The filter calls clamassassin and pipe the nessage through it. xfilter forces maildrop to use the result of the pipe output as current mail. Clamassassin adds some header tags to the mail. One is X-Virus-Status: No, if the mail does not contain any virus. So, the script checks, if clamassassin marked the message as clean. If it is clean, it attaches (virus checked) to the subject and continues with mail filtering, otherwise, the mail is dropped by the EXIT statement, which means, that the mail is rejected and not delivered anywhere.
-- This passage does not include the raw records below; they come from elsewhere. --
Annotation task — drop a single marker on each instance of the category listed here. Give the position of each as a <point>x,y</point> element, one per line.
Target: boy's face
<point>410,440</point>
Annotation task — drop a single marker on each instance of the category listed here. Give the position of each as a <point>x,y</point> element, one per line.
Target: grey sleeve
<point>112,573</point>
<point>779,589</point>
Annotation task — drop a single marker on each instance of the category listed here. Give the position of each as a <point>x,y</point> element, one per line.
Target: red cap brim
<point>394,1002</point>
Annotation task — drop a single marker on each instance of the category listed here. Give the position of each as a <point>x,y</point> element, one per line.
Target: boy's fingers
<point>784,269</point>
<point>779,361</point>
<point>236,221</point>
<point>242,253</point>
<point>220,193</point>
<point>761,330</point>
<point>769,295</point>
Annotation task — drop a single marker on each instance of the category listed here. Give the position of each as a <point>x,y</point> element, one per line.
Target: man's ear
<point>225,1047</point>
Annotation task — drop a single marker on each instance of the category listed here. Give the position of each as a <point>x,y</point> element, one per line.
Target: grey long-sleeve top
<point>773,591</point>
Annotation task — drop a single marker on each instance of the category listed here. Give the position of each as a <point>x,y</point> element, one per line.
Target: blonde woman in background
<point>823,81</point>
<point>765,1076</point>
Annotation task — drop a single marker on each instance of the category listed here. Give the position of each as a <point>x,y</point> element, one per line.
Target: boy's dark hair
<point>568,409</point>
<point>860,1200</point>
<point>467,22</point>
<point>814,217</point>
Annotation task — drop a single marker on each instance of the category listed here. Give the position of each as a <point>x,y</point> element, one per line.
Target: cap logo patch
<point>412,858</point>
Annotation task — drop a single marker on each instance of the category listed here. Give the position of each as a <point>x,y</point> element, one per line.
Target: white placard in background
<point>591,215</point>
You might check this against some

xfilter "/sbin/tagmailsubject \"(infected)\""

if you want to keep the mail and not reject it.

So lets take a look on my antispam file:

xfilter "/usr/bin/spamc"

# spamcheck
if (/^X-Spam-Level: *\*\*\*\*\*.*$/)
{
  echo "SPAMLEVEL: high"
  cc "|/usr/bin/sa-learn --single --spam"
  xfilter "/sbin/tagmailsubject \"*** HIGH SPAMLEVEL ***\""
}
else
{
  if (/^X-Spam-Level: *\*\*\*.*$/)
  {
    echo "SPAMLEVEL: medium"
    xfilter "/sbin/tagmailsubject \"*** MEDIUM SPAMLEVEL ***\""
  }
  else
  {
    if (/^X-Spam-Level: *\*.*$/)
    {
      echo "SPAMLEVEL: low"
    }
    else
    {
      echo "SPAMLEVEL: zero"
      cc "|/usr/bin/sa-learn --single --ham"
    }
  }
}

This is mostly the same like the antivir-file. I use xfilter to pass my mail through spamassassin and then check the spam level. If the spamlevel is *****, the mail is marked with *** HIGH SPAMLEVEL *** and used for spamassassin training (cc-line). If the spamlevel is *** the mail is marked as *** MEDIUM SPAMLEVEL ***. If the spamlevel is empty, it is used for non-spam training and kept as it is.

After doing this procedure you can perform any other mail checking on the spam and virus checked mail you like. The next I do is including the user specific filter rules using the following lines in my /home/vmail/.mailfilter-file:

# call user filters
exception {
  `touch "$HOME/mailfilters/$LOGNAME"`
  include "$HOME/mailfilters/$LOGNAME"
}

The script includes the users file in /home/vmail/mailfilters/[user login] and performs further checking.

Feel free to experiment with the options above to create a spam and virus filter on your own needs.